Que sont 5 années à l’échelle du monde ? Que sont 5 années à l’échelle même de l’humanité. 5 années sans nouvelle de Faustine Seilman. 5 années à peaufiner une suite à une discographie déjà remarquable. Épaulée par son frère à la production, Faustine a occupé l’espace familial pour y chercher probablement les senteurs, les craquements, les souvenirs passés. Elle sera épaulée par un aréopage de musiciens que nous croisons depuis des années sur ADA avec toujours le même appétit, Faustine Seilman est pourtant indéniablement la maitresse des lieux, sachant tout à la fois faire se croisier Erik Satie, Nico et le meilleur de Lisa Germano.
Ne tombant pas dans la virtuosité, elle joue de son piano comme pour rebondir sur lui quand l’atmosphère de ses chansons tend trop à une noirceur pesante. Elle y puise bien plus que des sons. Il est la source dans laquelle elle se plonge pour donner corps à ses chansons.
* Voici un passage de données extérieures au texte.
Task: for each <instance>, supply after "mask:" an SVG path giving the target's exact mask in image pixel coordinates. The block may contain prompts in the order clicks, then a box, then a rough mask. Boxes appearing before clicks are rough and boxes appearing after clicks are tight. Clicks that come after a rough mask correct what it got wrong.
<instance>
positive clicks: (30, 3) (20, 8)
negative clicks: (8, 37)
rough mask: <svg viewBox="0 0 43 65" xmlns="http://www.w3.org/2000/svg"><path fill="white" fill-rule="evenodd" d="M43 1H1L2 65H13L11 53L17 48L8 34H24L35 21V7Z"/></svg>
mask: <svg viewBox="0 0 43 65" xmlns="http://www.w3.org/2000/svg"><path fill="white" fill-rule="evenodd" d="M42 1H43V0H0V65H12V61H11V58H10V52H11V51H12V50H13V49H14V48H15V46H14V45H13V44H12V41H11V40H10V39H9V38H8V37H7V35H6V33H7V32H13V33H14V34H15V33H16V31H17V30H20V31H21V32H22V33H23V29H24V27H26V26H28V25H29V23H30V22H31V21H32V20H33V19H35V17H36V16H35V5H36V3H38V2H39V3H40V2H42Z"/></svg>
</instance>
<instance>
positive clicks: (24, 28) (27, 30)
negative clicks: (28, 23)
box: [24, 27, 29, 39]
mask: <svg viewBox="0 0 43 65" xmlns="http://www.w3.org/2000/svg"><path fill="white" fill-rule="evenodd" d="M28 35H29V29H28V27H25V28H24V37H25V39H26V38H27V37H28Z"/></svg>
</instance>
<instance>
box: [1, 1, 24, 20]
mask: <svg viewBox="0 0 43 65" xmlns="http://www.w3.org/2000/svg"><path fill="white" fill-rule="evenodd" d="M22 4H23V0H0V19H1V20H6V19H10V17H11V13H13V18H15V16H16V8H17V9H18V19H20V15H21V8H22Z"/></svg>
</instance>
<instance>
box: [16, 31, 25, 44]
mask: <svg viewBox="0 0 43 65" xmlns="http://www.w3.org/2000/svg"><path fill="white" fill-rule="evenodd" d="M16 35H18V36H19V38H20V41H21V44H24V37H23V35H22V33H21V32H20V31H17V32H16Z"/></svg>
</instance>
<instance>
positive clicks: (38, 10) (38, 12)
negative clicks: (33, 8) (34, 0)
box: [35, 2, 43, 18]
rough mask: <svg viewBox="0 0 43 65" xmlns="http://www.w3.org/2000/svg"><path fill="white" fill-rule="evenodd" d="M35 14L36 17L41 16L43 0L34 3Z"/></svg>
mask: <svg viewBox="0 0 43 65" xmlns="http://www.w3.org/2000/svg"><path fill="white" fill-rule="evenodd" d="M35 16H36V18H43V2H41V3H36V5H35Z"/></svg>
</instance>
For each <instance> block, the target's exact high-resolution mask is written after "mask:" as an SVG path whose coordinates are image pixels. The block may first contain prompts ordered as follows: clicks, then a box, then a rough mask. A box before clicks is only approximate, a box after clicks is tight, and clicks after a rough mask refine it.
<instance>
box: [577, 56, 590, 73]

Sur "Carry On" nous prenons le même trajet que Yann Tiersen fera prendre à Dominique A le long d’un bras de mer usé, fatigué, mais « guideur ».
On rebondit beaucoup sur ce disque (The Blooming of Our Senses) sautant d’une phrase musicale à une autre tel un petit elfe qui sillonnerait une prairie pleine de fleurs, sautant d’un pétale à un autre. Faustine évite le maniérisme de pas mal de ses consoeurs pianistes, s’autorisant uniquement sur l’aérien (Little Bird) une forme de conformisme donnant au morceau des airs de classique.
Il y a du jeu dans ce disque comme sur ’Bright Side of Night", Faustine comme jouant des claquettes, son pas paraissant lourd porté qu’il est par un coeur élégiaque et une guitare étonnante de liberté dans les paysages dessinés pas le disque.
La chanson titre (The Nightwatcher) témoigne d’un sens de la mise en scène musicale. Cette pièce de presque cinq minutes est une histoire que l’on chanterait le temps d’une veillée qui annoncerait une nuit sans véritable sommeil.
(Down Bellow) arrive-lui à un tel dénuement sans que jamais l’agressivité de la sécheresse ne nous irrite, parvenant même à nous cheminer dans des méandres où le crépuscule est la seule parcelle de lumière possible. Pas une danse macabre, une avancée irréversible vers ce que nous pourrions appeler la quiétude.
C’est à « Shelter » que reviendra l’honneur de fermer le ban. Entre fatigue et désespoir, Faustine semble ici se répondre, jouant avec un double qui ne demanderait qu’à avoir plus de lumière.
Que seront cinq nouvelles années sans Faustine Seilman ? Elles seront longues même si ce « The nightwatcher » est une oeuvre aux contours de classique qui sera long à éprouver tant elle fourmille de détails.